This is to open the discussion around the current proxy pallet in Polkadot inherited from substrate, and potential updates we can have around it.
First, I think that the meta problem that we are trying to solve here is pre-authorizing transactions by other accounts.
That is, for example, allowing another account to submit a group of transactions on your behalf as long as certain conditions are met after the fact.
Or, imagine you know that you want to perform an action (unbond, withdraw and transfer of exactly x DOTs) sometime in the next year from an account kept in cold storage, and you want to authorize it once and trigger the action via another hot account. You could store the exact signature, but details like nonce and transaction mortality generally prevent you from doing this.
the proxy system is a subset of these use cases, where we specify a list of allowed calls, with no restrictions on the number of times the proxy can be used, post-conditions or arguments.
If we are to look at the broader problem, as already hinted at, I generally see 3 parameters to a generic pre-auth scenario:
- which calls, and how many times each.
- which arguments.
- post-conditions.
For example, for the above scenario, I would create a proxy that would be allowed to call
unbond(x), wtihdraw(), transfer(x, dest)
exactly once.
All of these are very easy to program as long as Polkadot provides a pre-defined list for each item in the list above, and the user can picks and combines them. The current proxy pallet is also working in a similar manner.
If you want to allow users to define the above set themselves, I think only the first one is possible. Setting a counter on a proxy is trivial, and each call is identifiable by an index.
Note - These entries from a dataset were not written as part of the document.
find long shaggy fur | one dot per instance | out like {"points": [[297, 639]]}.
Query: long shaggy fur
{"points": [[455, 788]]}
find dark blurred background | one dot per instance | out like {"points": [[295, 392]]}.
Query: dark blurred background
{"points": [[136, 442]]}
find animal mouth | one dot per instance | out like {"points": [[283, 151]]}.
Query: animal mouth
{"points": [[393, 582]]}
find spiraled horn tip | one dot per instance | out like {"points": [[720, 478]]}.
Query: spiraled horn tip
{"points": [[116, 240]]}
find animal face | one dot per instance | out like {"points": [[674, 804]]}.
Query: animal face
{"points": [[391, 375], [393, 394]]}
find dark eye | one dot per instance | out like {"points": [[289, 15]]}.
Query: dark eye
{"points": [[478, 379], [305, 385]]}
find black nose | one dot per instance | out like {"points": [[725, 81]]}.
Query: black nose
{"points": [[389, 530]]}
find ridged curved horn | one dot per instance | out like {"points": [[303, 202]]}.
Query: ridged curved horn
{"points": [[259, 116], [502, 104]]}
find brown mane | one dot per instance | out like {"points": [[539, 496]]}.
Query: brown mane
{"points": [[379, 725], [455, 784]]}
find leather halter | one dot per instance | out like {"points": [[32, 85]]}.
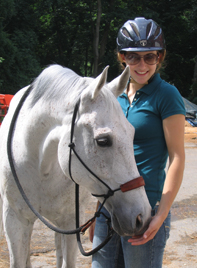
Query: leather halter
{"points": [[138, 182], [130, 185]]}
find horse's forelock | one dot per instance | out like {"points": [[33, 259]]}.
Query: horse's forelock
{"points": [[57, 82]]}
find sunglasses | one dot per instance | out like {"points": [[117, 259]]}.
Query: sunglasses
{"points": [[133, 59]]}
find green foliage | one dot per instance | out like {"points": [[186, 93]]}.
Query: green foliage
{"points": [[36, 33]]}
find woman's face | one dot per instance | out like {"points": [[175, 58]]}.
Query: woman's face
{"points": [[140, 70]]}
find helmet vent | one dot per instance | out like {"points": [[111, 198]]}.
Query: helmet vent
{"points": [[148, 28], [125, 32], [135, 29], [157, 32]]}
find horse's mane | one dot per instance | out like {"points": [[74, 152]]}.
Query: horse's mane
{"points": [[57, 82]]}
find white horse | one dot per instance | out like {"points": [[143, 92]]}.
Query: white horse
{"points": [[104, 140]]}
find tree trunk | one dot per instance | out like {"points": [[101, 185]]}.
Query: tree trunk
{"points": [[96, 39]]}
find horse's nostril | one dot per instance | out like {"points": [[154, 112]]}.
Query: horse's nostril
{"points": [[139, 221]]}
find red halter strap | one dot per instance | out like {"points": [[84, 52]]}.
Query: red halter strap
{"points": [[133, 184]]}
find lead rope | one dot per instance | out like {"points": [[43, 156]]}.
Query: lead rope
{"points": [[98, 213]]}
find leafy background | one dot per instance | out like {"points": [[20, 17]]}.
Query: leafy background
{"points": [[82, 35]]}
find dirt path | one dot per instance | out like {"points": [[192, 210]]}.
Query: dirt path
{"points": [[181, 250]]}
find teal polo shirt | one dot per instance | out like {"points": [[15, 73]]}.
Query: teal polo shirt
{"points": [[151, 105]]}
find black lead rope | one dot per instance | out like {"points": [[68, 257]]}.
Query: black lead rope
{"points": [[105, 196]]}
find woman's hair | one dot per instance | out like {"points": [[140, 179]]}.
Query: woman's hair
{"points": [[162, 55]]}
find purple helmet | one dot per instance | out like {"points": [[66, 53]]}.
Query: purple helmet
{"points": [[140, 34]]}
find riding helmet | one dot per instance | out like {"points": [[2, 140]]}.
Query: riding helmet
{"points": [[140, 34]]}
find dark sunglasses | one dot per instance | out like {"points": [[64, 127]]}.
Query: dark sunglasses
{"points": [[133, 59]]}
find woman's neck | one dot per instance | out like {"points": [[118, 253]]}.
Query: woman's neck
{"points": [[132, 88]]}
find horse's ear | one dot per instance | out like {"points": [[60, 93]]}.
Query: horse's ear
{"points": [[99, 82], [118, 85]]}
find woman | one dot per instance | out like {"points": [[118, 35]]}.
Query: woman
{"points": [[156, 110]]}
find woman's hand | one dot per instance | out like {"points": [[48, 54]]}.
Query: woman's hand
{"points": [[150, 233]]}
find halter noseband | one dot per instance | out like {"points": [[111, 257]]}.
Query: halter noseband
{"points": [[130, 185]]}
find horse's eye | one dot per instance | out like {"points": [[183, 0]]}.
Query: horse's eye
{"points": [[104, 142]]}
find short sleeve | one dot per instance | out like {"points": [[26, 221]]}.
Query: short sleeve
{"points": [[170, 101]]}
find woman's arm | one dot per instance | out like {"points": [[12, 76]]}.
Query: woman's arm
{"points": [[173, 127]]}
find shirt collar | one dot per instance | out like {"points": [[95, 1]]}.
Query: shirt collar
{"points": [[149, 88]]}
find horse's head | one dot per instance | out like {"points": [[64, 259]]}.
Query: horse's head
{"points": [[103, 139]]}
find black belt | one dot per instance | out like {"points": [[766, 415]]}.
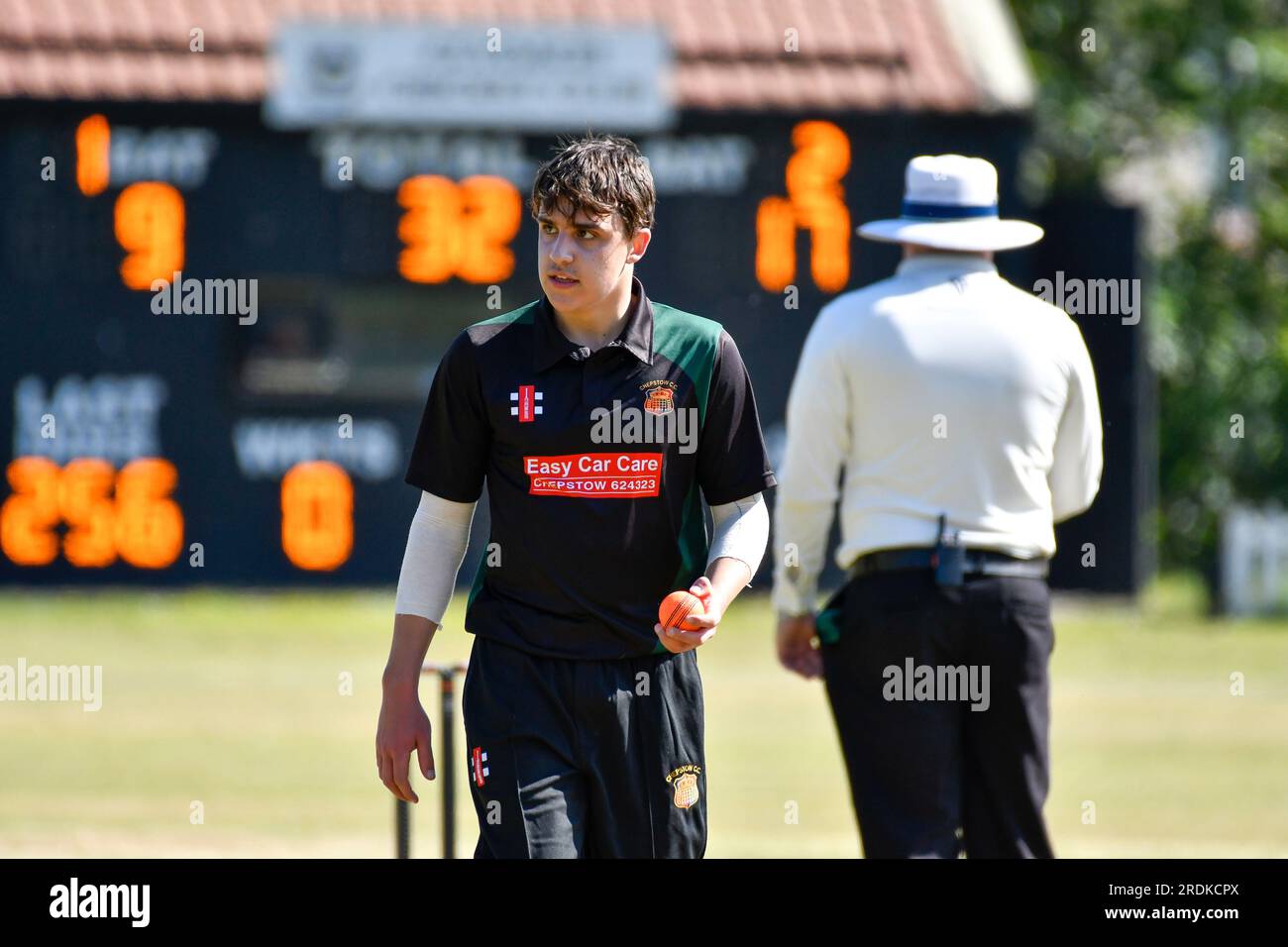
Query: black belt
{"points": [[986, 562]]}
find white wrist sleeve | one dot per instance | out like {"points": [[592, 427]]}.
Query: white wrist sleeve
{"points": [[436, 547], [741, 531]]}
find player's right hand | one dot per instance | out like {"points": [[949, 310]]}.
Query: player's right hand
{"points": [[403, 727]]}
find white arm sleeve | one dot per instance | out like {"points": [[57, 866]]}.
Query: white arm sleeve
{"points": [[741, 531], [436, 547]]}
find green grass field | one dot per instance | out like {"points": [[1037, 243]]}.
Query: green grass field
{"points": [[233, 699]]}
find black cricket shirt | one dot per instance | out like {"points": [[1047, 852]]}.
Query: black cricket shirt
{"points": [[590, 534]]}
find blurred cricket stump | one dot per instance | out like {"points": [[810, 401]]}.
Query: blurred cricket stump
{"points": [[445, 764]]}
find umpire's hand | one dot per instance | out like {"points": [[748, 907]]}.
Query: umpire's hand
{"points": [[403, 727], [797, 651]]}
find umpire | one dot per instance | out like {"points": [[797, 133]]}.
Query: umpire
{"points": [[964, 414]]}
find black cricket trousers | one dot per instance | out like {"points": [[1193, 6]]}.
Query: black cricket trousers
{"points": [[931, 777], [585, 758]]}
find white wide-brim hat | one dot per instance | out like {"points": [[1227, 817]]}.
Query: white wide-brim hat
{"points": [[949, 202]]}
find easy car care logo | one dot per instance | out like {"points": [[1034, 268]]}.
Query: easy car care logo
{"points": [[593, 474], [526, 406]]}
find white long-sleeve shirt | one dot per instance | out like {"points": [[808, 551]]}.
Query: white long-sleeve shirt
{"points": [[941, 389]]}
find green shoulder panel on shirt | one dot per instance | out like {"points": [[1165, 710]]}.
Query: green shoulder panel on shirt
{"points": [[523, 313], [691, 342]]}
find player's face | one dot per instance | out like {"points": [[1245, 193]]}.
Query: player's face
{"points": [[584, 261]]}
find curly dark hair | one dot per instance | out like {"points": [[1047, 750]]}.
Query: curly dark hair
{"points": [[599, 174]]}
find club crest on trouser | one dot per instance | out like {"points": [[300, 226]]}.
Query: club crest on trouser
{"points": [[660, 398], [686, 783]]}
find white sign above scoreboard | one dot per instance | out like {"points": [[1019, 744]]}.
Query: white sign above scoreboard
{"points": [[540, 78]]}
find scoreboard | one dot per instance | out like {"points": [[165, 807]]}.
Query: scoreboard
{"points": [[218, 337]]}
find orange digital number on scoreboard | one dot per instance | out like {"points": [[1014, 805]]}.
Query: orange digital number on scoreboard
{"points": [[150, 222], [458, 230], [108, 514], [814, 202], [317, 515]]}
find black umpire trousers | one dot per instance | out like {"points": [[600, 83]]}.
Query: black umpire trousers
{"points": [[930, 776]]}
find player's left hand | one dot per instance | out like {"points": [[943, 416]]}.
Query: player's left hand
{"points": [[678, 641]]}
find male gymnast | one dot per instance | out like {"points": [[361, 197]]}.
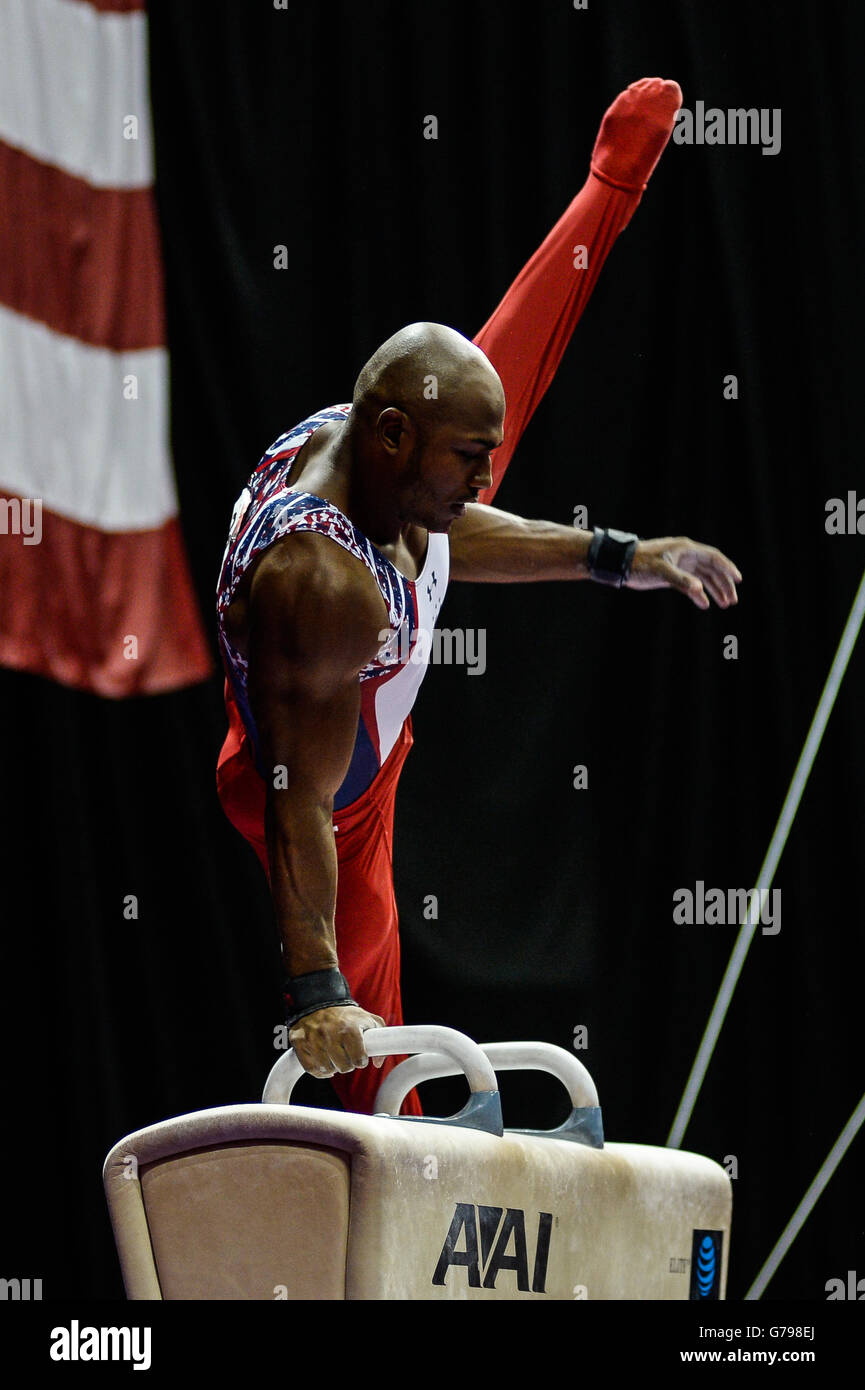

Althgough then, the user is taking the risk that the call indices (or details of the logic) might change over time, which could lead to unexpected authorization. We can allow users to specify if they want their proxies to extend to the next runtime upgrade, or expire if the spec_version changed.
With all of this in mind, I think it is fair to say that the current proxy pallet is a conservative implementation. In fact, I once asked about this and received a fair answer about it.
That being said, I do think that we can think of having a more comprehensive pre-authorization/proxy pallet in FRAME, and maybe someday, in Polkadot.
If we are to push forward the current proxy pallet, from the list above, we can easily tackle the first item and:
- Allow proxies to have a decrementing counter, after which they cannot do anything.
- Create a new proxy type that lets the proxy creator specify a list of call indices they want to allow, optionally with a flag that says if the proxies expire after a
spec_version
change.
But I am not sure if this is a better approach, compared to creating a brand new pallet-pre-authorization
and leaving the current proxy pallet as-is
One thing that makes me worried about Gav’s comment in the link above is that he seems to point out that allowing any type of flexibility with things such as proxies is extremely risky and could lead to various malicious backdoor being created. I don’t consider myself someone who follows the crypto space super deeply to know anecdotes about this, so if anyone knows a related story, please do share and perhaps the right decision is to in fact stick to the current simple proxy pallet.
(I do recall someone telling me about a team in our ecosystem that’s trying to solve making item 2 and 3 in my list programmable by end users, but I can’t remember their name).